Data privacy is a concern to many preppers, and some even take measures — like traveling with a burner phone or laptop — to prevent border authorities from rummaging through their devices when traveling internationally. In recent years, some have even referred to the US border as a “constitution-free zone” because citizens returning home, such as journalists or tech executives, have had their devices seized and searched without any legitimate cause.
Groups like the ACLU have started to fight back, and a new federal court ruling determined ICE and CBP searches without reasonable suspicion are unconstitutional.
These so-called “suspicionless searches” have dramatically increased in recent years, with 108,000 searches over the five years ending in 2018, 33,000 of which happened in 2018 alone. Not only do they search your devices, they will often download and store all of the contents for future use.
Despite the volume of searches, the ICE was able to cite only 34 published cases where such data was used in a prosecution (out of 108k searches), which includes cases unrelated to national security — leading the court to conclude that these intrusive searches aren’t really keeping us safer.
“This is a great day for travelers who now can cross the international border without fear that the government will, in the absence of any suspicion, ransack the extraordinarily sensitive information we all carry in our electronic devices,” said Sophia Cope, senior staff attorney with the Electronic Frontier Foundation.

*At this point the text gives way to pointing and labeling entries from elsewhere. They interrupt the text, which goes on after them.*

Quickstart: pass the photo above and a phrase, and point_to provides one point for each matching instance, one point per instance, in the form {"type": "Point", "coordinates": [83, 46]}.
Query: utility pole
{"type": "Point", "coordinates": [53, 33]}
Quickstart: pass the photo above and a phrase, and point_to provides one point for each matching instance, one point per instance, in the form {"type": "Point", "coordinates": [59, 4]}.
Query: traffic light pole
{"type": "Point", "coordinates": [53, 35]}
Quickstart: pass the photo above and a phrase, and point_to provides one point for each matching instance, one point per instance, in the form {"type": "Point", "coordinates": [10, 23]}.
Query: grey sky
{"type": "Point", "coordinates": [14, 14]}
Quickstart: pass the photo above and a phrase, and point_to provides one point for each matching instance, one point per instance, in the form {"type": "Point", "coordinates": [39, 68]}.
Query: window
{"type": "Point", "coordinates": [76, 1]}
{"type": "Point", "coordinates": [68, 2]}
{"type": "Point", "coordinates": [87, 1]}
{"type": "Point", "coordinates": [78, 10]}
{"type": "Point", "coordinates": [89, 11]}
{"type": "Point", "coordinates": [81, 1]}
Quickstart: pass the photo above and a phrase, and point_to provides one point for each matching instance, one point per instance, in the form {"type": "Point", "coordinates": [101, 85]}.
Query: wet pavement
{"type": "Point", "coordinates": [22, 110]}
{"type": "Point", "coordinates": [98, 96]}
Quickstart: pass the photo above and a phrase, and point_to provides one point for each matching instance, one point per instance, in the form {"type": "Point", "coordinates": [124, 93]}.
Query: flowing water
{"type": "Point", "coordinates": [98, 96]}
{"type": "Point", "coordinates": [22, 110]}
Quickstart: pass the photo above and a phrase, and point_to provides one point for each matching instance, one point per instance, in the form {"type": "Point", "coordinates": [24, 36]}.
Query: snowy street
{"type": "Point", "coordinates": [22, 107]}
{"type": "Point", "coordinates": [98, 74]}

So no more worries about having problems at the border because you’re in the wrong Facebook group… at least, for the moment.
USC Law Professor Orin Kerr thinks this ruling is likely to be reversed, as other courts have come to conflicting results that will likely need the Supreme Court to resolve. There’s also unrelated procedural issues. A higher court may find that the plaintiffs don’t have standing to bring the case, for example.
First, I'm skeptical that there is standing. The standing test for 4A injunctions is a really tough standard under City of LA v. Lyons. As far as I can tell, the ct doesn't cite Lyons or apply that tough test. I suspect CA1 will, and they may reverse on that procedural ground.
— Orin Kerr (@OrinKerr) November 12, 2019
So while this is a great (and frankly surprising) step in the right direction, people worried about data security should continue to take proper steps when traveling until the issue is finally settled.